Rakkh drives his claws into the fissure.
The guardian convulses. The bioluminescent glow flares wildly as overtaxed systems fail. Muscle spasms ripple along its spine. Its limbs buckle. Its skull slams into the sand with a sickening crack. The glow pulses once—twice—and fades.
The creature releases a long, rattling breath, then drops to the sand, going still. No dramatics. No spectacle—just biology reaching its limit. Sand settles slowly around us. Travnyk lowers his blade. Tomas sobs once, breathless with relief. And Rakkh…
Rakkh stands over the fallen guardian, chest heaving, ichor dripping from his claws. His wings tremble faintly behind him. His eyes go straight to me.
“Are you hurt?” he asks, voice rough, raw.
I shake my head, breath hitching. “No. You?”
“No,” he says.
A fire burns in his eyes—raw and intent—that I do not think has anything to do with the adrenaline of the fight. Heat rushes up my throat. I cannot hold his gaze when everything inside me is shaking.
He moves toward me—slow at first, then faster, as if something inside him gives way. He pulls me against him, wrapping his massive arms around me and holding me.
Not tight, or crushing, just… certain. His hearts hammer against my cheek, the twin rhythms fierce and alive.
“You led me true,” he says, voice low in my hair. “Again.”
I swallow past the thickness in my throat. My hands curl against his chest of their own accord.
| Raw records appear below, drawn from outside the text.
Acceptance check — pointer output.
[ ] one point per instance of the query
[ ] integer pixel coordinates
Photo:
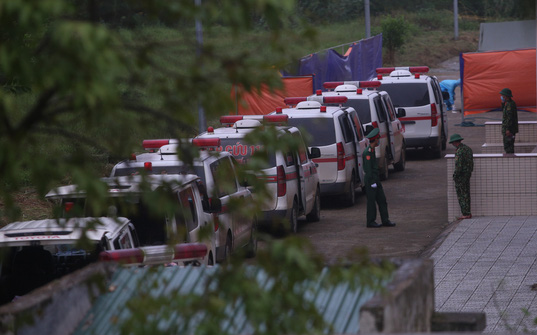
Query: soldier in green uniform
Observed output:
(464, 165)
(373, 187)
(509, 121)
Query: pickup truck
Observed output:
(193, 212)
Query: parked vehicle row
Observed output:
(405, 105)
(218, 179)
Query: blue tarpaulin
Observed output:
(358, 63)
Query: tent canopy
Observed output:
(484, 74)
(506, 35)
(265, 100)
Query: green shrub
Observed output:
(394, 32)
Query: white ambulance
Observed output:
(339, 135)
(127, 196)
(233, 230)
(291, 177)
(34, 253)
(420, 95)
(375, 110)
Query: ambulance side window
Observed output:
(346, 128)
(381, 113)
(389, 106)
(302, 151)
(357, 127)
(188, 214)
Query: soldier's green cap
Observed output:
(455, 138)
(373, 133)
(507, 92)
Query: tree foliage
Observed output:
(276, 302)
(80, 90)
(394, 31)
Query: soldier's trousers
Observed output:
(376, 196)
(509, 144)
(462, 186)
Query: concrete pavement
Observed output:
(489, 264)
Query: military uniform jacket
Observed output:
(371, 169)
(510, 117)
(464, 162)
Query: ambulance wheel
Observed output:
(400, 166)
(350, 197)
(228, 249)
(444, 139)
(315, 214)
(252, 245)
(210, 260)
(437, 151)
(293, 220)
(384, 172)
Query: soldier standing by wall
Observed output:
(464, 165)
(509, 121)
(373, 188)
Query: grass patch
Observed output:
(430, 42)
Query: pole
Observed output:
(202, 123)
(367, 20)
(456, 18)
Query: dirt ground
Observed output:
(417, 199)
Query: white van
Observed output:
(126, 198)
(338, 134)
(291, 178)
(218, 176)
(375, 110)
(420, 95)
(34, 253)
“We’re not done,” I whisper, pulling back just enough to meet his eyes. “There are probably more creatures.”
He nods once, jaw tight.
“Then we keep moving.”
The dying guardian’s scales flicker weakly behind him. The last remnants of bioluminescence fading into darkness. Whatever poisoned it is still out here. Whatever crashed into Tajss—whatever metal waits buried beneath the dunes—is not done.
And we are not finished.
8
RAKKH
Lia’s scent fills my nose.
Her warmth lingers against my chest even as I force myself to let her go. My arms feel wrong without her in them. Empty and cold. I hate the sensation, yet I hunger for it. They are opposites, but both are true, and it leaves me unsteady.
She steps back, and I allow her to because, if I do not, I will not stop holding her. And right now there is too much danger and too much attention on us.
The creature’s corpse twitches as its bioluminescence dies. Violet fades to dull gray, and the dunes swallow the last of it. The silence that settles is thick and watchful. The kind that hides more predators underneath.
Lia wipes sand from her cheek. Her hand trembles, but her courage does not. She is so small beside the fallen beast. So devastatingly bright. I drag my eyes away before I forget why we came.
“We move,” I say, forcing my voice steady. “There may be more.”
Tomas lets out a shaky laugh, shaking his head. He wipes sweat from his face, looking around the desert.
“More? More of… that? I can barely breathe after that one—Rakkh, we can’t just keep walking toward—toward?—”
“Toward the source,” Travnyk finishes quietly, tusks lifting in emphasis. “If we retreat now, we allow the sickness to come back to our own people.”
Tomas flinches as if struck.
Lia watches them, but her gaze keeps drifting to me and away—once, twice—as if checking whether I agree, whether she still has my support. The truth is… she has more than that, and I do not know how to feel about it.